Cindykat.

miércoles, 4 de abril de 2012

Una tarde de abril


En lo alto me siento a observar la tarde. Un sinfín de recuerdos y deseos se posan en  mi mente mientras el viento me distrae de la soledad Y  el silencio acalla mi tristeza.  Sola,  Fumando en las alturas sin pronunciar palabra, tus ojos y la incertidumbre palpitan en mi corazón. Todo ha terminado. El fin de mi existencia se aproxima al no encontrarle razón a mi vivir. Me encuentro hundida en la miseria, mi alma es pobre y sin razón. A lo lejos me observan con temor, no es locura, no es tristeza, no es soledad, es el temor a seguir viviendo en la mentira de mis días. Azul, verde y nubes es lo que observo,  pero más allá de la distante estrella del norte,  vago sin pronunciar palabra.  No eres  tú, no es ella, no es el mundo, soy yo mi más brioso enemigo que  perturba sin razón las tardes.

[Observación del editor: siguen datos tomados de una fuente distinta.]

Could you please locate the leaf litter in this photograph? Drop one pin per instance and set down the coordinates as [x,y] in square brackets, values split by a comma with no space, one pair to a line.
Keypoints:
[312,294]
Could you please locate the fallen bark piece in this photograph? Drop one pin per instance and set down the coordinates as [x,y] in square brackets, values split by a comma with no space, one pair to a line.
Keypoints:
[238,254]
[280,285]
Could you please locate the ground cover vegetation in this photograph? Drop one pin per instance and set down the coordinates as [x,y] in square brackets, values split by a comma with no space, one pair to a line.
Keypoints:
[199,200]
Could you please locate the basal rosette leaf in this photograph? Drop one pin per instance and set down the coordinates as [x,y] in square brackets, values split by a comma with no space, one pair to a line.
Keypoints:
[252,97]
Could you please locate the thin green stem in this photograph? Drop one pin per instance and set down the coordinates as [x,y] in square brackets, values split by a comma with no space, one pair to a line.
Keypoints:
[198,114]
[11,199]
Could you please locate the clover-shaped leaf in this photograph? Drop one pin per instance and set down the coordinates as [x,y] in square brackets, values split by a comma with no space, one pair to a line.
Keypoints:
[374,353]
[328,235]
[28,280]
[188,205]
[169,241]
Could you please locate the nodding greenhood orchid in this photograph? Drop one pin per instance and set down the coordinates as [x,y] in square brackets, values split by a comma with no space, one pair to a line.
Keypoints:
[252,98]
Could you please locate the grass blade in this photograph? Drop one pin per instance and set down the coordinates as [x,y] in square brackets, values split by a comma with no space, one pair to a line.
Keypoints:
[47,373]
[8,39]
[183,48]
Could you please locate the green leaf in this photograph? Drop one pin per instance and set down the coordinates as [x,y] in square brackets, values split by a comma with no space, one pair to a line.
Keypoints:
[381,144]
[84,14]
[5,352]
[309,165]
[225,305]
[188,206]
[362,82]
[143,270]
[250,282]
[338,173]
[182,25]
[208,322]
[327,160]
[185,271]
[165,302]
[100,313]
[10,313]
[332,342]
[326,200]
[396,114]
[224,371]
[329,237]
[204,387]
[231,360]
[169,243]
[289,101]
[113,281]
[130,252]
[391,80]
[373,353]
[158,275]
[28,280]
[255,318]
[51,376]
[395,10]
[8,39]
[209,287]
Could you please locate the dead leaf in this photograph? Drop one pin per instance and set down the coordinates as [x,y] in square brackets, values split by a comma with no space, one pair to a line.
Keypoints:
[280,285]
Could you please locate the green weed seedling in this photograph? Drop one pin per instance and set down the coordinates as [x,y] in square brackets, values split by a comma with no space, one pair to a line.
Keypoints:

Me levanto, trepo una escalera, me siento en un trozo de tronco, trato de sentir el mundo  y sin lograrlo, sigo dando pasos como humano  con alma de vagabundo, aquel  que vive en medio de la mentira,  mi mentira, mi sufrir, mi desesperanza, mi dolor.  Ruego al cielo me conecte al universo y me aleje para siempre de este limbo que me absorbe y me absorbe sin piedad. Un infierno me invade en este frió mundo de supuesta alegría. Ahora se hace de noche y me siguen observando,  yo sigo aquí pensando en cómo huir de todo,  Botar todo a la marea,  volar si fuese posible,  morir si me condujere a la paz que tanto deseo. ¿Cómo hago para socorrer este viacrucis y ser feliz? De nuevo me perturban y aniquilan el escrito de  mierda. ¡Qué miseria!, aborrezco esto, ayúdeme quien pueda, pero sé que soy solo yo mi salvación,  entonces he muerto en vida para siempre Por siempre.